AOL is on the verge of selling off Bebo, the social-networking site it acquired for $850 million (£570m) in 2008. According to the Wall Street Journal, AOL will offload the site for around $10 million (£7m) to a group of Californian angel investors, Criterion Capital Partners, that specialises in revitalising underperforming companies.
Neither AOL nor Criterion have commented on the reports, though industry experts believe a deal could be reached between the two parties by the end of this week.
AOL announced in April that it planned to sell off Bebo, or close the social-networking site if it couldn't find a buyer.

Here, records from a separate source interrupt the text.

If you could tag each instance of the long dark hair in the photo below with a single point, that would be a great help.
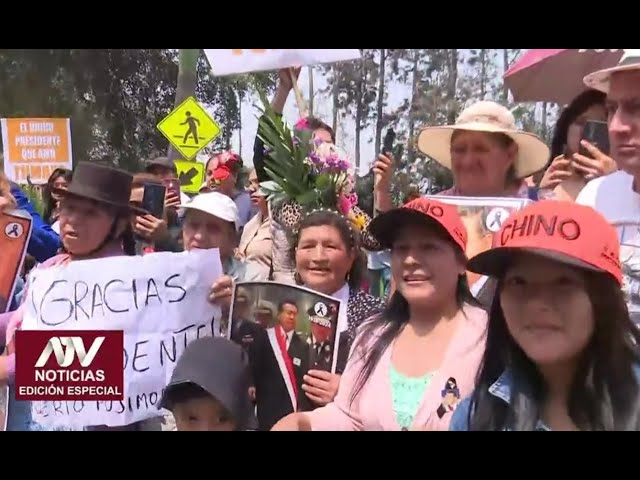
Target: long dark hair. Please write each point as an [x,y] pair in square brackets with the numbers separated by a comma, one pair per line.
[49,202]
[395,316]
[348,234]
[577,107]
[605,392]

"Bebo, unfortunately, is a business that has been declining, and, as a result, would require significant investment in order to compete in the competitive social-networking space," said Jon Brod, executive vice-president of AOL Ventures, the independent venture capital division of the company. "AOL is not in a position at this time to further fund and support Bebo in pursuing a turnaround in social networking."
The WSJ said that although the exact terms of the deal had not been disclosed, one person close to the negotiations said it was "an exceptionally uninspiring number" with "almost total value destruction".
Last month, Michael Birch, who co-founded Bebo with his wife Xochi, ruled out any plans to buy back the social-networking site. He said he expected the site to sell for substantially less than AOL paid for it, and that social gaming companies could be interested in snapping up Bebo in any fire sale.
“Most social networks have gone into gaming and I think somebody will buy Bebo from AOL as it still has still has a lot of unique users a month and that’s valuable,” he said. “I don't think AOL will get a huge amount of money for it – I think the absolute ceiling price is £50 million ($75m).
"It wouldn’t surprise me if a company in the social gaming space, a company like Zynga, snapped it up.”
AOL has struggled to breathe new life in to Bebo since it acquired the site two years ago. Rival social-networking sites, such as Facebook and Twitter, have grown in popularity, while older services, including one-time rival MySpace, have failed to keep pace.
AOL was itself the subject of an ill-fated takeover during the dotcom boom, when it was bought by TimeWarner in 2000 for $164 billion. The value of the company plummeted when the dotcom bubble burst, and AOL was eventually spun off as a separate entity last December.